Apparently this activity has “now become a modern plague”.
There is then a bizarre twist, as if the sub-editor has insisted on a spot of balance. She suddenly adds: “Such exercise is a great de-stresser. It gives valuable me time, away from the demands of work and family. It is fantastically good for weight control and, should you reach a stage of fitness where you can manage it, a 20-mile run is no less than instant liposuction.”
Eh?
But don’t worry. She soon abandons that brief lapse into coherence, and continues: “The sad truth for middle-aged men is that whatever the motivation for participating in amateur sport, it never makes you look like a real sportsman. Head lolling, beetroot-faced, gasping for breath – jogging simply makes people look stupid.”
So. Farewell Julie Welch. We came a long way together — or so I thought. At some point we must have reached a fork in the path without me realising. Now I look around, and she is gone. Was she ever really there?

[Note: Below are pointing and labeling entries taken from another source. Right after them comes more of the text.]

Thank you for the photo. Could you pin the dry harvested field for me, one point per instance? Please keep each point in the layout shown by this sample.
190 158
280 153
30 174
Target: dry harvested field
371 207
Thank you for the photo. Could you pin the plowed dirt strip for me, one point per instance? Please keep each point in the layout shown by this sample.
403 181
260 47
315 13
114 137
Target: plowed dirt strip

It’s not her opinion that grates. That’s all it is — an opinion, albeit a vacuous Mailish one. OK, so it’s not decent for middle-aged blokes doing exercise to be seen in daylight. Yawn. Her sin is not the embarrassing, tittery silliness of the view, even if her indignation seems frighteningly genuine. Her sin is no longer being one of us. It’s the realisation that she’s nothing more than a jobbing journo after all. The marathon stuff, the documenting of the lives of ordinary middle-aged people as they strove to reach beyond the deepening hole they found themselves in — it was just an expedient writing project. The Daily Mail hatchet job — again, an expedient writing project. Lazy, easy journalism. Just like her apparent decision to copy chunks of someone else’s football report when she’s asked to contribute a piece to the Observer.
Ever since I was at school, thirty years or more ago, I’ve thought of Status Quo as a horribly uncool band. They seemed to spend decades pumping out formulaic hits with an over-reliance on 12-bar blues, droney vocals, and lukewarm misogyny. I never hated them, but they were filed away as a sort of West Bromwich Albion of the pop world. Not quite good enough anymore to belong in the top flight, but too buoyant and determined and well-supported to keep down in the lower level.
A few months ago, I saw they were coming to the Anvil in Basingstoke, and thought, what the hell. This could be the final pre-zimmer tour. I bought some tickets, then we forgot all about it. Until last week, when my Outlook calendar reminded me that Saturday was Quoday. We both groaned, and even considered not bothering. But Saturday night came, and we made our usual last-minute dash down the A33 to Basingstoke, 20-odd miles away.
Status Quo were sensational. Uncool? Maybe so, but they can still knock out some of the tightest, loudest, dancingest rock and roll known to man. Francis Rossi and Rick Parfitt are still bouncing around like the teenagers they’ve not been since the sixties. It’s hard to believe they played their first gig before JFK met his end. Rossi looks like a High Court judge with his wig off, while more reassuringly, Parfitt has opted to retain the Boris Johnson-like golden mane, and the worn-out rock star demeanour.
And so, as one statue topples, another must rise to take its place. Out goes Welch, in comes Quo. It’s a fair swap.